My next encounter with Childs came as I prepared to take the comprehensive exams that had to be passed before I could move on to the dissertation writing stage. Dr. John D. W. Watts, my Old Testament Literature professor, required me to compare and contrast the approaches taken by two very different Old Testament introductions: that of Otto Eissfeldt and that of Brevard Childs. Childs’ work was entitled Introduction to the Old Testament as Scripture. Childs’ emphasis in that work was that the canonical shaping of the Old Testament was to be taken seriously. While the historical critical study of Scripture was important, and while Childs certainly knew his way around that field, he said that the Old Testament has finally come down to us as Scripture. That is, it has been shaped by the faith communities that produced and preserved it. Thus, that theological shaping becomes very important in its interpretation.

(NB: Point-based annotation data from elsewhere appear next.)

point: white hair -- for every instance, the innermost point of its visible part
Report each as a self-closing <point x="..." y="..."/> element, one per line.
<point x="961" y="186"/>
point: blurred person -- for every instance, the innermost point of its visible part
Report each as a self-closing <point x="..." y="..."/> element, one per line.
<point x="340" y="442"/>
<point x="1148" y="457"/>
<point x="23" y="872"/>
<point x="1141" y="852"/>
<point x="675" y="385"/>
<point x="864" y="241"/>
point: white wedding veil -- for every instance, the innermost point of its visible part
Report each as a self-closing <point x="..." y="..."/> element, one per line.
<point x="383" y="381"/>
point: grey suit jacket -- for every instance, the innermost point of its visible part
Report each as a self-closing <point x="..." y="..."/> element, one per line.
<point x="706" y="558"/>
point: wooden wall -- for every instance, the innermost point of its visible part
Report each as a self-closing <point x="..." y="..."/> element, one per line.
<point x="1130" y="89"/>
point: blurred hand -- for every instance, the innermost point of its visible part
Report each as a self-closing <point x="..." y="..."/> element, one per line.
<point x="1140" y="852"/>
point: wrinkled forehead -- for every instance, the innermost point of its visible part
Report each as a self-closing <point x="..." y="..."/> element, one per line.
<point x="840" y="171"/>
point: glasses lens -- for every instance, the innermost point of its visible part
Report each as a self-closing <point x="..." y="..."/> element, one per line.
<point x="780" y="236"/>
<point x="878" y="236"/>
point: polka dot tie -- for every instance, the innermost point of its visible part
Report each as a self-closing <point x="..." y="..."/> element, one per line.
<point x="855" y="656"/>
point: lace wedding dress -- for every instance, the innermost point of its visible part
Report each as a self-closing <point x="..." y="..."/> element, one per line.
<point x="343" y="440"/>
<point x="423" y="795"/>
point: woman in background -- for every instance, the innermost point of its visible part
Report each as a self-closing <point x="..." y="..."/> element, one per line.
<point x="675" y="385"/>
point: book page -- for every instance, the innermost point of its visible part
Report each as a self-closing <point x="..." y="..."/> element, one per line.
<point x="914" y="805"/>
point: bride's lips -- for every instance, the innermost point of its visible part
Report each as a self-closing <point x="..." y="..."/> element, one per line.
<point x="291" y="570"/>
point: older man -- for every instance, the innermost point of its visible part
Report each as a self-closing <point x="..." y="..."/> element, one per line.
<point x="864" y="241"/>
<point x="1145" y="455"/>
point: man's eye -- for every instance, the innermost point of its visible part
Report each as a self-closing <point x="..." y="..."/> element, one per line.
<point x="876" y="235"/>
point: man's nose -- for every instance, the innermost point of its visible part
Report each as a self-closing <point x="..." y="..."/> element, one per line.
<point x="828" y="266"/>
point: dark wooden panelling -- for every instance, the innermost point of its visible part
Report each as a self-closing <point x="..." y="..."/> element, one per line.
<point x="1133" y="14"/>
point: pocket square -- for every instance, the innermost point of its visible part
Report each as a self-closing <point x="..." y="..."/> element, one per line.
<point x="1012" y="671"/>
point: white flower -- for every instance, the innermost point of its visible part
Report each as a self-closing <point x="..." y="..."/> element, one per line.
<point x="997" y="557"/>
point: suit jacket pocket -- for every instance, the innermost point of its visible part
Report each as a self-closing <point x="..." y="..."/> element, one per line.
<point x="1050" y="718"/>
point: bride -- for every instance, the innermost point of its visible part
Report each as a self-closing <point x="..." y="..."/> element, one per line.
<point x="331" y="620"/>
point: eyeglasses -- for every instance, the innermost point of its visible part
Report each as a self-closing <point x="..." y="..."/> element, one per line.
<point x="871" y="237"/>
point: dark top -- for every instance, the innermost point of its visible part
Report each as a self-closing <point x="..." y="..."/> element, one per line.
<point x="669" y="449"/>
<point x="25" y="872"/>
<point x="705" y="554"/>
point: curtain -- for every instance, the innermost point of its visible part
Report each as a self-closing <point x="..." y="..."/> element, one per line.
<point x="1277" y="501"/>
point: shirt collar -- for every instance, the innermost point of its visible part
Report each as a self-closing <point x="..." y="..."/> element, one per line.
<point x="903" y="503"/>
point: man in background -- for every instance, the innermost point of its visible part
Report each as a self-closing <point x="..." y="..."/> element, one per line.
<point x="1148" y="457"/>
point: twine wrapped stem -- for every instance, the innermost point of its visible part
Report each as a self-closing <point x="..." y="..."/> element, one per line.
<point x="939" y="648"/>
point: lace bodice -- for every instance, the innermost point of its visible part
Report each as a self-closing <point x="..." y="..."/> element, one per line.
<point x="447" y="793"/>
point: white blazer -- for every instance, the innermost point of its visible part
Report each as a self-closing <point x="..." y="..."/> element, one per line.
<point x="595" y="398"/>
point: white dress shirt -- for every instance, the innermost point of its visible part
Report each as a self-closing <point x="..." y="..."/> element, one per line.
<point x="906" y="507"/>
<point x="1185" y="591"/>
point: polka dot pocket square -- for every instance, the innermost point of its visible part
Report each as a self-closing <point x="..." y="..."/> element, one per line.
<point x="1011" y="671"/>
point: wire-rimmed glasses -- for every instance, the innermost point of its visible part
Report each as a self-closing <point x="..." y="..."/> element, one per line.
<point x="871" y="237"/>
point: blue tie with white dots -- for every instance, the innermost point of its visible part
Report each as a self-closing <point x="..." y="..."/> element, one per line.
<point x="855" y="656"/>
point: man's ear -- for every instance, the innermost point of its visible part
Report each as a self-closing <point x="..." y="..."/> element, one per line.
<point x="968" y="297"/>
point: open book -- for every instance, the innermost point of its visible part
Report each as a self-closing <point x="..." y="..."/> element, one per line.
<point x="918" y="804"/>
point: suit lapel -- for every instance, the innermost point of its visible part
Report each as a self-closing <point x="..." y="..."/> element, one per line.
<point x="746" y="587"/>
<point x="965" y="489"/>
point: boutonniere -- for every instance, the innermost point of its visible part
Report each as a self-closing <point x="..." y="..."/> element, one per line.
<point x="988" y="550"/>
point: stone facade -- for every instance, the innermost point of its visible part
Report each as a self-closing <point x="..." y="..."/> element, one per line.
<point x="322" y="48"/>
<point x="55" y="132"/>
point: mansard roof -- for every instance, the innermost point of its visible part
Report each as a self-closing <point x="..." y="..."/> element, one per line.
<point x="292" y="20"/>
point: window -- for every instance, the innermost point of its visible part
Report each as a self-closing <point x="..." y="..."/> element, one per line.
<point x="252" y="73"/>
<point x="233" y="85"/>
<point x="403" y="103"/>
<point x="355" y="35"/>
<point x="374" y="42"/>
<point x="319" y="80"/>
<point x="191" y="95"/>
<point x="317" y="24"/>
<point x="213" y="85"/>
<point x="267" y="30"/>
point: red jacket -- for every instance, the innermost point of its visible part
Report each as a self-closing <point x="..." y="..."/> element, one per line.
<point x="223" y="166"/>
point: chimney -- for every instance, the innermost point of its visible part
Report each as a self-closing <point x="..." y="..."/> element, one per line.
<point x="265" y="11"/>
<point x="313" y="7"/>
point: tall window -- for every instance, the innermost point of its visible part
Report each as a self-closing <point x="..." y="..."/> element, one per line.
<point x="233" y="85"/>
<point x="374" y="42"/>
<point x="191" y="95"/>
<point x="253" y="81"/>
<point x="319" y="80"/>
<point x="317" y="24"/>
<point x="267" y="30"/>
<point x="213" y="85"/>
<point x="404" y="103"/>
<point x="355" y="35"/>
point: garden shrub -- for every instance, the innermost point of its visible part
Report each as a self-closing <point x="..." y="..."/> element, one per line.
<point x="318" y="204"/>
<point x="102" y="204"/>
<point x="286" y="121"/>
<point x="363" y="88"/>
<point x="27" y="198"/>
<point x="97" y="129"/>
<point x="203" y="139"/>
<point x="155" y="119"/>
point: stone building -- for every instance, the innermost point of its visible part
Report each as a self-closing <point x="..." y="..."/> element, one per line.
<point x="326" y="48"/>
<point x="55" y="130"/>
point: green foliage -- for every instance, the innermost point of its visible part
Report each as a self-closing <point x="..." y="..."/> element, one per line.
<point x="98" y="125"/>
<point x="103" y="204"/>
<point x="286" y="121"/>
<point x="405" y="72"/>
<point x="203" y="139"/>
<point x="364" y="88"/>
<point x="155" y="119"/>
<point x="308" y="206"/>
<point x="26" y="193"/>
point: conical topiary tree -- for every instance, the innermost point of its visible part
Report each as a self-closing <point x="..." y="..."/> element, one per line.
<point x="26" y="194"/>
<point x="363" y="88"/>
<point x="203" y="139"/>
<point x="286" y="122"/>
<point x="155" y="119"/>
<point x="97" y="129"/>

Childs’ ideas were sometimes controversial but they were nonetheless influential on a generation of Old Testament scholars, including me.
My third encounter with Childs came when I was teaching Old Testament at Belmont University. I was attempting to develop a new Old Testament Theology course and I didn’t know what I was doing. So, I decided that I should select the very best textbook that I could find to help me through it. I chose Biblical Theology of the Old and New Testaments by Brevard Childs. It was a very challenging book but I figured that, since the course was a Senior level one, the students should be able to handle it. And they did pretty well with it. But, as they say, timing is everything. Several members of the class had just completed an elective course on Contemporary Theology offered by the then Dean of the School of Religion, Steve Simpler. In that course they discussed, among other things, Liberation Theology and Feminist Theology. Childs, with his emphasis on taking the Bible seriously as the Scripture of the Church, asked some good questions about the approaches of some of those modern theologians. Some of my students who had become enamored of those modern theologies overreacted to his questions. Some of my more conservative students overreached in claiming Childs as an ally in their battle against feminism. I took two things away from the experience. One, I needed to learn that sometime I had to take better control of a class (I let some of the discussions get out of hand). Two, it was very possible to take the Bible seriously as the Scripture of the Church while at the same time taking people’s personal experiences with appropriate seriousness as well.
Brevard Childs died on June 23, 2007, at the age of 83. I wanted to say publicly how important his writings have been to me. To read an excellent obituary, go here.
1 comment:
I still have my copy of Childs' Biblical Theology. Without a doubt he helped form my appreciation of canonical criticism.
It is interesting to hear your story about that Biblical Theology course. I would never have guessed that you "didn't know what (you) were doing!" It would be interesting to go back and read my journal that you asked us to keep that semester. My guess is that many of my current thoughts can be found in nascent form in those journal writings and lecture notes.